Publicado em 13 Jul. 2023 às 22:17, por Pedro Sesinando, em Opinião, Notícias de cinema (Temas: O Espírito da Colmeia)
A inspirada curadoria da cineasta permitiu aos espectadores em Vila do Conde a possibilidade de ver excelentes obras de Barbara Loden, Agnés Varda, ou Lizzie Borden.
A Carte Blanche atribuída a Deborah Stratman para fazer a curadoria das sessões da secção do Curtas tem-se revelado uma particular bênção num festival já de si bem programado.
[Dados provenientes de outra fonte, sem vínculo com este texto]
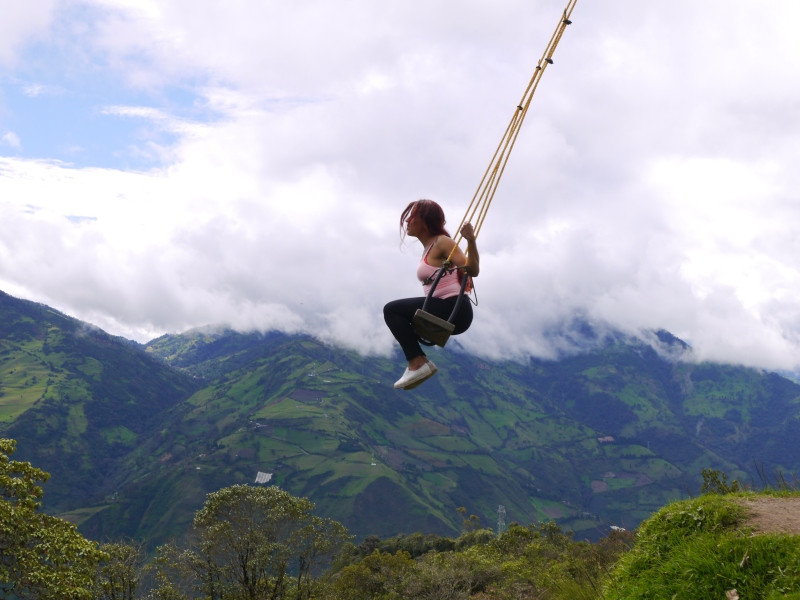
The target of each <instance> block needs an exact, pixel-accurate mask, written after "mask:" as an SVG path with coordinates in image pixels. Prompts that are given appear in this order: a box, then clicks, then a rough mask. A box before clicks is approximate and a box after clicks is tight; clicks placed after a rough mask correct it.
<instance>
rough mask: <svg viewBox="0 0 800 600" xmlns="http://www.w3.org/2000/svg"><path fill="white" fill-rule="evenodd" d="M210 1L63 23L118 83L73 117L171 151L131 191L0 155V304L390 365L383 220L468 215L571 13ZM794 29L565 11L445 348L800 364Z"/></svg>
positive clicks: (555, 7) (401, 259)
mask: <svg viewBox="0 0 800 600" xmlns="http://www.w3.org/2000/svg"><path fill="white" fill-rule="evenodd" d="M201 4H202V7H198V4H197V2H192V3H189V2H186V1H183V0H169V1H163V2H157V3H156V2H151V3H140V2H127V1H122V0H113V1H112V0H107V1H104V2H86V3H84V4H83V5H82V6H83V7H84V9H86V12H84V13H83V17H86V16H87V15H88V16H89V17H91V18H90V19H89V20H88V22H85V23H84V22H83V21H81V22H80V23H79V22H74V23H72V22H70V21H66V22H64V23H61V24H60V26H59V28H58V30H57V31H56V32H55V34H54V35H56V36H63V37H62V38H58V39H55V40H54V41H53V43H54V44H62V45H64V46H69V47H70V48H72V49H73V50H74V52H76V53H79V54H80V56H81V57H82V60H81V61H75V64H74V65H73V68H74V69H76V70H80V72H81V73H82V75H81V76H85V73H86V72H89V71H90V70H91V69H92V68H93V67H92V65H95V66H97V65H102V68H99V67H98V72H102V73H104V74H105V75H103V76H108V69H110V73H111V74H113V77H115V78H117V79H115V80H114V81H115V82H117V84H118V82H119V81H123V82H126V83H127V84H128V85H131V86H133V87H132V90H133V92H135V93H133V92H132V95H131V101H130V102H127V103H126V102H124V101H123V102H120V103H117V104H108V103H105V102H104V103H102V104H92V105H91V107H90V109H91V110H94V111H97V110H99V111H100V112H101V113H102V114H103V115H105V117H107V118H109V119H111V118H120V119H139V120H141V121H143V122H145V123H147V125H148V127H152V128H156V129H158V130H161V131H165V132H169V133H170V134H172V135H174V136H176V137H175V141H174V143H169V144H167V143H165V142H163V141H162V142H159V143H158V144H155V142H153V141H152V140H151V139H144V140H139V139H131V140H130V144H131V146H132V147H134V148H135V149H136V150H137V151H140V152H142V153H153V154H155V155H157V156H159V157H160V161H161V165H162V166H160V167H159V168H157V169H153V170H151V171H148V172H130V171H125V170H123V169H121V168H119V169H112V168H106V169H97V168H77V167H74V166H70V165H66V164H63V163H58V162H55V161H52V160H48V159H50V158H52V157H51V156H38V157H32V158H31V157H28V158H0V207H1V208H2V211H3V215H4V218H3V219H2V221H0V258H2V260H0V288H2V289H4V290H6V291H9V292H12V293H14V292H17V293H19V294H20V295H23V296H25V297H30V298H33V299H36V300H40V301H45V302H48V303H51V304H53V305H54V306H56V307H57V308H60V309H61V310H64V311H66V312H68V313H70V314H73V315H75V316H78V317H79V318H82V319H85V320H87V321H91V322H93V323H96V324H97V325H99V326H101V327H104V328H106V329H108V330H110V331H112V332H115V333H120V334H123V335H128V336H131V337H135V338H137V339H140V340H145V339H148V338H150V337H155V336H156V335H159V334H160V333H162V332H164V331H180V330H183V329H186V328H189V327H192V326H196V325H202V324H206V323H217V322H227V323H229V324H232V325H235V326H238V327H242V328H249V327H256V328H262V329H264V328H270V327H282V328H284V329H286V330H289V331H309V332H313V333H315V334H317V335H319V336H320V337H321V338H323V339H326V340H331V341H338V342H339V343H342V344H344V345H346V346H348V347H357V348H359V349H361V350H362V351H365V352H381V353H386V352H388V351H390V350H391V349H392V348H394V344H393V341H392V339H391V337H390V336H389V334H388V332H387V331H386V329H385V327H384V324H383V322H382V318H381V307H382V305H383V303H384V302H385V301H387V300H389V299H391V298H394V297H401V296H408V295H414V294H416V293H417V284H416V283H415V281H414V279H413V272H414V267H415V263H416V260H417V256H418V247H417V246H415V245H414V243H407V244H406V245H404V246H403V247H401V246H400V242H399V237H398V235H397V231H398V229H397V225H398V217H399V213H400V210H401V209H402V208H403V207H404V206H405V204H406V203H407V202H408V201H409V200H412V199H415V198H419V197H432V198H434V199H436V200H439V201H441V202H442V204H443V205H444V206H445V208H446V210H447V213H448V215H449V217H450V225H451V226H452V227H454V226H455V224H456V223H457V222H458V221H459V219H460V217H461V214H462V213H463V211H464V209H465V208H466V205H467V203H468V200H469V198H470V197H471V195H472V192H473V191H474V187H475V186H476V185H477V183H478V180H479V179H480V176H481V174H482V173H483V169H484V168H485V167H486V163H487V162H488V160H489V158H490V156H491V152H492V151H493V150H494V145H495V144H496V143H497V141H498V140H499V138H500V134H501V133H502V129H503V127H505V125H506V123H507V119H508V118H509V117H510V116H511V113H512V112H513V110H514V107H515V106H516V103H517V101H518V100H519V97H520V95H521V93H522V90H523V87H524V84H525V83H526V81H527V78H528V77H529V76H530V73H531V70H532V68H533V65H534V64H535V62H536V60H537V59H538V57H539V55H540V52H541V50H542V49H543V47H544V44H545V42H546V40H547V39H548V38H549V35H550V33H551V32H552V28H553V27H554V26H555V24H556V21H557V18H558V15H559V14H560V12H561V10H562V9H563V5H562V3H561V2H555V0H548V1H540V2H536V3H533V5H531V3H523V2H521V1H520V2H509V3H504V4H502V5H497V6H493V7H492V8H491V10H487V8H486V5H485V4H482V3H477V2H467V3H462V5H461V7H460V12H459V19H458V20H455V19H453V18H452V13H451V11H450V9H449V8H447V7H445V6H444V5H441V6H440V5H438V4H436V3H428V4H423V3H419V4H414V3H411V4H409V3H407V2H399V0H397V1H394V0H393V1H389V2H385V3H370V2H366V1H363V0H354V1H353V2H349V3H344V4H342V3H339V4H338V5H335V4H330V3H324V2H310V3H302V4H297V3H294V4H291V3H288V4H280V3H277V4H276V3H253V2H229V3H225V4H220V3H214V2H205V3H201ZM59 6H60V10H61V11H62V12H61V13H60V14H63V15H65V18H66V17H70V16H72V17H73V18H74V14H73V13H72V12H70V11H71V10H72V9H70V8H69V7H67V5H59ZM92 7H100V8H102V10H98V11H95V10H94V9H93V8H92ZM73 8H74V7H73ZM774 14H781V15H783V17H782V18H781V19H777V20H776V19H773V18H772V16H774ZM768 15H769V18H768ZM795 17H800V5H796V4H794V3H793V2H791V1H790V0H782V1H781V2H778V5H775V6H772V7H771V10H770V11H769V13H767V11H764V10H763V7H760V6H758V5H756V4H753V3H748V2H744V1H734V2H730V1H723V0H714V1H712V2H707V3H702V4H697V3H694V2H690V1H689V0H682V1H678V2H673V3H670V4H668V5H667V4H659V3H656V4H641V3H638V2H634V1H633V0H616V1H614V2H609V3H602V4H598V3H588V2H587V3H585V4H580V3H579V4H578V5H577V7H576V9H575V12H574V13H573V21H574V23H573V25H571V26H570V27H569V28H568V29H567V32H566V34H565V36H564V38H563V40H562V42H561V45H560V46H559V49H558V51H557V53H556V56H555V64H554V65H552V67H551V68H549V69H548V71H547V73H546V75H545V77H544V78H543V80H542V83H541V84H540V89H539V90H538V91H537V95H536V98H535V100H534V105H533V108H532V110H531V113H530V115H529V116H528V122H526V123H525V125H524V127H523V130H522V132H521V134H520V138H519V140H518V142H517V146H516V147H515V149H514V154H513V156H512V157H511V161H510V162H509V166H508V169H507V171H506V173H505V174H504V179H503V181H502V183H501V185H500V187H499V189H498V192H497V196H496V199H495V202H494V205H493V206H492V209H491V212H490V214H489V218H488V219H487V221H486V224H485V226H484V229H483V231H482V233H481V240H480V245H481V256H482V261H483V268H482V273H481V276H480V278H479V279H478V281H477V282H476V283H477V292H478V295H479V301H480V304H479V306H478V307H477V309H476V315H477V318H476V320H475V323H474V325H473V327H472V329H471V330H470V332H469V333H468V334H466V335H464V336H462V337H460V338H457V341H458V343H459V344H461V345H463V347H465V348H467V349H468V350H470V351H474V352H478V353H483V354H487V355H492V356H514V357H521V356H525V355H527V354H533V355H537V356H552V354H553V352H554V351H556V350H557V348H558V344H559V343H560V342H559V341H558V340H554V339H553V337H552V332H551V330H552V328H553V327H555V326H556V325H557V324H558V323H561V322H563V321H564V320H566V319H569V318H570V316H572V315H574V314H582V315H587V316H589V317H592V318H597V319H602V320H605V321H607V322H609V323H611V324H613V325H614V326H617V327H620V328H623V329H625V330H628V331H636V330H637V329H640V328H665V329H668V330H670V331H672V332H673V333H675V334H676V335H679V336H681V337H683V338H684V339H686V340H687V341H689V342H690V343H692V344H693V345H694V347H695V349H696V352H697V354H698V356H700V357H703V358H710V359H718V360H729V361H734V362H736V361H739V362H743V363H746V364H754V365H758V366H769V367H775V368H777V367H781V368H789V367H795V366H797V365H800V339H799V338H798V332H800V303H797V302H796V301H795V299H796V298H798V297H800V272H798V264H797V259H796V257H797V256H798V255H800V254H799V253H798V250H800V248H798V244H800V242H798V241H797V239H798V236H797V235H796V227H795V225H794V224H795V223H797V222H798V216H800V215H798V214H797V213H798V209H797V206H798V204H797V202H796V191H795V190H797V189H800V188H798V181H797V171H796V169H795V166H794V163H795V158H796V156H797V153H798V148H797V141H796V136H795V135H794V132H793V131H792V129H791V127H787V126H786V123H793V122H795V121H796V120H797V116H798V115H797V113H798V110H800V108H799V106H800V105H798V104H797V103H796V102H794V101H793V100H792V98H797V97H798V96H799V95H800V94H798V92H800V90H798V86H800V83H798V81H796V78H791V77H787V76H786V75H785V74H786V73H793V72H797V71H798V67H800V65H798V62H800V52H798V50H800V48H798V45H800V43H799V42H798V41H797V39H796V36H795V35H794V33H793V31H792V28H791V25H790V23H791V22H792V19H794V20H795V21H796V20H797V19H796V18H795ZM20 19H22V17H20ZM20 22H21V23H22V21H20ZM23 24H24V23H23ZM46 26H47V23H46V21H45V22H42V23H39V25H37V26H36V27H34V26H33V25H31V26H29V27H28V28H27V30H26V31H27V32H28V33H26V34H25V35H24V36H22V37H18V38H17V42H15V44H14V46H13V48H14V50H13V52H16V53H18V52H19V48H22V47H23V46H24V43H25V40H26V39H30V38H29V37H26V36H28V35H31V32H38V33H37V35H38V34H40V33H41V32H42V31H44V30H45V29H46ZM77 31H80V32H81V35H80V36H78V35H76V34H75V32H77ZM537 40H538V41H537ZM6 47H7V48H11V47H12V46H11V45H7V46H6ZM9 56H10V55H9ZM14 56H15V61H16V62H17V63H19V66H18V67H17V69H18V71H17V72H18V73H19V76H20V78H21V79H24V80H26V81H33V80H36V81H40V83H38V84H36V85H39V86H42V87H41V88H37V89H41V90H45V89H47V86H48V85H55V83H52V84H51V83H50V82H48V81H42V80H39V79H38V78H37V77H33V76H30V77H27V76H25V73H26V71H25V69H26V63H25V60H24V57H23V60H21V61H20V60H19V54H14ZM31 68H32V67H31ZM99 76H100V75H98V77H99ZM67 83H68V82H67ZM58 85H60V86H63V85H66V84H65V82H64V81H59V82H58ZM168 88H169V89H173V88H184V89H186V90H188V91H189V92H190V93H189V94H188V95H189V96H190V98H191V101H190V102H189V103H187V102H184V103H183V104H181V103H180V102H179V101H178V100H175V96H170V93H169V92H167V91H166V90H167V89H168ZM32 89H33V88H30V89H29V93H30V92H31V90H32ZM59 89H60V88H59ZM142 90H147V94H149V95H148V96H147V97H148V98H151V99H152V102H151V103H149V104H148V103H144V102H142V95H141V91H142ZM87 110H89V109H88V108H87ZM209 114H211V115H213V118H207V117H201V116H200V115H209ZM15 131H17V134H18V135H20V136H22V137H23V139H24V136H23V133H22V132H21V131H20V130H17V129H15ZM7 135H8V134H7ZM12 141H13V140H12ZM4 142H5V143H6V144H9V141H8V140H5V138H4ZM137 145H138V147H137ZM12 147H13V146H12ZM31 207H34V208H31ZM70 217H72V218H70ZM75 217H87V218H83V219H76V218H75ZM7 257H14V258H13V260H6V258H7Z"/></svg>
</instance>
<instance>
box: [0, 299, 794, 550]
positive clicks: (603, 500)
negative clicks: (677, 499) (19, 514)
mask: <svg viewBox="0 0 800 600" xmlns="http://www.w3.org/2000/svg"><path fill="white" fill-rule="evenodd" d="M0 309H1V310H2V315H3V321H2V325H0V334H2V338H0V394H2V395H0V419H1V420H2V425H1V426H2V432H0V433H2V435H3V436H6V437H14V438H16V439H17V440H18V441H19V448H18V453H17V454H18V457H19V458H21V459H22V458H24V459H26V460H31V461H33V462H34V464H36V465H37V466H39V467H41V468H43V469H45V470H48V471H50V472H51V473H52V475H53V477H52V479H51V481H50V482H49V483H48V484H47V485H46V488H45V489H46V494H45V498H46V501H47V505H46V508H47V509H48V510H51V511H54V512H61V513H66V512H69V513H70V517H71V518H72V519H74V520H76V521H79V522H80V523H81V528H82V530H83V531H84V532H85V533H86V534H87V535H89V536H90V537H95V538H97V539H101V538H109V537H110V538H115V537H119V536H122V535H124V536H129V537H133V538H138V539H145V540H147V541H148V542H149V543H150V544H155V543H160V542H163V541H164V540H165V539H167V538H168V537H170V536H173V535H179V534H180V533H181V531H182V530H183V529H184V528H185V527H186V526H188V524H189V523H190V521H191V518H192V516H193V514H194V512H195V511H196V510H197V509H198V508H199V506H200V505H201V504H202V501H203V499H204V497H205V494H206V493H208V492H210V491H213V490H216V489H219V488H222V487H226V486H230V485H233V484H236V483H255V481H256V478H257V477H258V480H259V481H265V480H266V481H268V482H269V483H270V484H273V483H274V484H277V485H279V486H281V487H283V488H285V489H286V490H288V491H289V492H291V493H292V494H294V495H300V496H307V497H309V498H311V499H312V500H313V501H314V502H315V503H316V504H317V513H318V514H321V515H324V516H326V517H330V518H333V519H336V520H339V521H341V522H342V523H344V524H345V525H347V526H348V528H350V529H351V531H352V532H353V533H355V534H356V535H357V536H365V535H368V534H372V533H376V534H379V535H382V536H390V535H395V534H398V533H411V532H416V531H421V532H430V533H440V534H452V533H455V532H457V531H458V530H459V529H460V528H461V525H462V521H463V520H464V518H465V517H466V518H469V516H470V515H473V517H472V520H473V522H475V521H478V520H480V523H481V524H483V525H485V526H490V527H494V526H497V525H498V520H499V519H503V520H505V522H507V523H510V522H512V521H517V522H521V523H528V522H532V521H546V520H551V519H555V520H558V521H559V522H560V523H561V524H562V525H563V526H564V527H566V528H568V529H572V530H574V531H575V532H576V535H578V536H582V537H590V538H596V537H598V536H599V535H602V534H603V533H605V532H606V531H607V530H608V526H609V525H611V524H614V525H619V526H623V527H626V528H632V527H635V526H636V525H637V524H638V522H639V521H640V520H642V519H644V518H646V517H648V516H649V515H650V514H651V513H652V512H654V511H655V510H657V509H659V508H660V507H662V506H663V505H664V504H665V503H666V502H668V501H670V500H673V499H677V498H679V497H685V496H686V495H687V494H689V493H697V492H698V491H699V489H700V482H701V481H702V477H701V472H702V469H704V468H708V467H710V468H715V469H720V470H723V471H725V472H727V473H728V474H730V475H731V476H732V477H736V478H739V479H743V480H747V479H751V478H752V479H755V478H757V477H758V471H761V472H763V473H767V474H772V473H774V472H775V470H776V469H779V470H781V471H782V472H784V473H791V472H797V471H798V466H800V450H799V449H798V447H797V445H796V443H795V439H796V434H795V432H796V431H797V425H798V423H797V421H798V417H799V416H800V405H799V404H798V403H799V402H800V400H799V398H800V386H798V385H796V384H795V383H793V382H791V381H789V380H787V379H785V378H783V377H780V376H778V375H776V374H773V373H765V372H761V371H757V370H753V369H746V368H742V367H736V366H726V365H718V364H708V363H703V364H692V363H689V362H683V361H681V360H679V359H676V358H675V357H676V356H680V353H674V352H672V351H673V350H676V349H678V350H681V349H683V347H684V346H683V345H682V343H681V342H680V341H679V340H676V339H675V338H673V337H671V336H669V335H668V334H664V333H662V334H660V337H656V336H654V337H653V341H652V343H650V344H645V343H643V342H641V341H638V340H633V339H629V338H626V337H624V336H621V335H612V336H605V337H600V338H598V337H597V336H596V335H594V334H593V332H592V331H591V329H590V328H588V329H587V331H586V332H585V334H586V335H587V337H593V339H592V343H591V344H589V345H587V346H586V349H585V351H583V352H582V353H579V354H575V355H572V356H565V357H563V358H561V359H559V360H557V361H539V360H532V361H529V362H527V363H526V364H519V363H514V362H488V361H484V360H481V359H477V358H475V357H472V356H468V355H465V354H462V353H459V352H456V351H455V349H454V348H450V347H448V348H447V349H445V350H434V351H433V354H434V356H433V358H434V360H435V361H436V363H437V364H438V365H439V366H440V369H441V370H440V372H439V373H438V374H437V375H436V377H434V378H433V379H432V380H430V381H429V382H426V383H425V384H424V385H423V386H420V387H419V388H417V389H416V390H413V391H411V392H401V391H396V390H394V389H393V388H392V385H391V384H392V382H393V381H394V380H395V379H396V378H397V376H398V373H399V369H400V367H399V365H400V364H401V362H400V361H398V360H385V359H380V358H374V357H363V356H359V355H357V354H355V353H352V352H347V351H343V350H341V349H337V348H333V347H330V346H326V345H324V344H322V343H319V342H317V341H315V340H313V339H310V338H305V337H294V336H286V335H283V334H278V333H270V334H257V333H250V334H242V333H235V332H231V331H218V332H212V331H194V332H187V333H185V334H182V335H175V336H165V337H162V338H159V339H157V340H154V341H152V342H150V343H149V344H147V345H145V346H139V345H137V344H134V343H131V342H127V341H125V340H120V339H119V338H113V337H111V336H108V335H106V334H104V333H102V332H100V331H97V330H96V329H92V328H91V327H89V326H87V325H85V324H82V323H79V322H77V321H75V320H73V319H70V318H68V317H66V316H64V315H61V314H59V313H56V312H55V311H52V310H50V309H47V308H46V307H42V306H40V305H36V304H32V303H27V302H22V301H19V300H14V299H12V298H10V297H8V296H5V295H0ZM670 357H672V358H670ZM460 507H464V508H465V509H466V514H464V512H463V510H462V511H459V510H458V509H459V508H460ZM500 507H502V508H503V509H502V510H499V509H500Z"/></svg>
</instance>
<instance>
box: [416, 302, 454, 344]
mask: <svg viewBox="0 0 800 600" xmlns="http://www.w3.org/2000/svg"><path fill="white" fill-rule="evenodd" d="M411 324H412V325H413V326H414V331H415V332H416V333H417V335H418V336H419V337H420V338H421V339H422V340H427V341H429V342H431V343H433V344H436V345H437V346H441V347H442V348H444V345H445V344H446V343H447V339H448V338H449V337H450V334H451V333H453V330H455V328H456V326H455V325H453V324H452V323H450V322H449V321H445V320H444V319H440V318H439V317H437V316H435V315H432V314H430V313H429V312H425V311H424V310H422V309H419V308H418V309H417V312H415V313H414V318H413V319H412V320H411Z"/></svg>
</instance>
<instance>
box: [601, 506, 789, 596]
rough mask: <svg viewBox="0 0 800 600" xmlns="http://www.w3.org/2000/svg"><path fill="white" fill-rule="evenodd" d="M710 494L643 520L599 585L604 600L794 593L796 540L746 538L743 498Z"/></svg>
mask: <svg viewBox="0 0 800 600" xmlns="http://www.w3.org/2000/svg"><path fill="white" fill-rule="evenodd" d="M748 496H751V494H731V493H729V494H727V495H724V496H722V495H718V494H709V495H706V496H702V497H700V498H695V499H692V500H683V501H680V502H675V503H673V504H670V505H668V506H666V507H664V508H663V509H661V510H660V511H659V512H657V513H656V514H655V515H653V516H652V517H651V518H650V519H648V520H647V521H645V522H644V523H643V524H642V525H641V527H640V529H639V532H638V533H637V536H636V544H635V546H634V548H633V549H632V550H631V551H630V552H629V553H627V554H625V555H624V556H622V558H621V559H620V560H619V562H618V563H617V565H616V567H615V568H614V570H613V572H612V574H611V576H610V577H609V579H608V581H607V583H606V586H605V588H606V589H605V595H604V597H605V598H608V599H610V600H644V599H655V598H673V599H675V600H693V599H698V600H700V599H703V600H705V599H707V598H725V597H726V592H728V591H729V590H733V589H735V590H737V592H738V594H739V596H740V597H741V598H748V599H750V598H768V597H770V596H769V595H770V594H776V593H777V594H781V595H779V596H777V597H779V598H782V597H783V594H787V593H789V592H798V591H800V537H798V536H791V535H752V532H751V531H750V530H748V529H747V528H743V527H742V525H743V523H744V519H745V517H746V512H745V508H744V507H743V506H742V504H741V498H743V497H748Z"/></svg>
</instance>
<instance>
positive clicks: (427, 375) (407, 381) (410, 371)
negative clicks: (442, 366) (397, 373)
mask: <svg viewBox="0 0 800 600" xmlns="http://www.w3.org/2000/svg"><path fill="white" fill-rule="evenodd" d="M438 370H439V369H437V368H436V365H435V364H433V363H432V362H431V361H428V362H426V363H425V364H424V365H422V366H421V367H420V368H419V369H417V370H416V371H410V370H409V369H406V370H405V372H404V373H403V376H402V377H401V378H400V379H398V380H397V381H395V382H394V387H395V388H396V389H404V390H410V389H413V388H415V387H417V386H418V385H419V384H420V383H422V382H423V381H425V380H426V379H430V378H431V377H433V376H434V375H435V374H436V371H438Z"/></svg>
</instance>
Para além de "Wanda", de Barbara Loden, e "Sans toi ni loi" de Agnés Varda, o bom gosto de Stratman ofereceu aos espectadores em Vila do Conde a possibilidade de ver em tela "Born in Flames", obra maior de Lizzie Borden e representativa de um cinema vanguardista e engagé da contra cultura nova iorquina.
O filme, apresentado sobre um estilo oscilante entre o documental e a ficção, sugere uma Nova Iorque distópica, que festeja o décimo aniversário de uma revolução cultural e política cuja retórica assenta na igualdade de género.
Apesar dos esforços propagandísticos do governo em funções, a discriminação racial, sexual e de género continua a manifestar-se, na prática, fazendo crescer movimentos que atacam e denunciam estas desigualdades estruturais por acção directa, ou comunicando através de rádios clandestinas.
Borden, para além do óbvio tom feminista, faz uso de uma estética assumidamente punk, direita ao assunto, sem grande complexidade narrativa ou evolução das personagens, algo essencial para reforçar as principais ideias do filme: como as manifestações discriminatórias de classe podem prevalecer e mesmo florescer no rescaldo do derrube de outros preconceitos e, acima de tudo, como transformar um descontentamento individual num movimento colectivo de relevância política, fazendo convergir uma pluralidade de vozes e experiências – ideia essa tão transparente na personagem de Zella Wylie, interpretada pela activista Florynce Kennedy, numa espécie de caricatura de si própria.
Mais além da Carte Blanche de Deborah Stratman, o Curtas prosseguiu com sessões dedicadas à Competição Internacional de Curtas, de onde destaco "The Veiled City" de Natalie Cubides-Brady, um manifesto ecológico que a realizadora idealizou a partir de imagens de arquivo relativas ao fenómeno que ficou conhecido como "The Great Smog of London", em 1952. Com uma narração contada a partir do futuro, Cubides-Brady denuncia a indolência da humanidade perante os fenómenos de poluição, como uma doença de manifestação lenta cuja cura vai sendo adiada por falta de sintomas visíveis.
Numa nota totalmente oposta está "Power Signal" de Oscar Boyson, produção que destoa da restante oferta do Curtas pela sofisticação da produção, a um nível digno de série de operador de streaming. Aparte os efeitos especiais e a já batida referência a extraterrestres que vivem clandestinos entre nós, "Power Signal" tem um interessante subtexto sobre a precariedade associada à gig economy nos grandes centros urbanos e de como a moral tem um preço, em particular quando a barriga está vazia.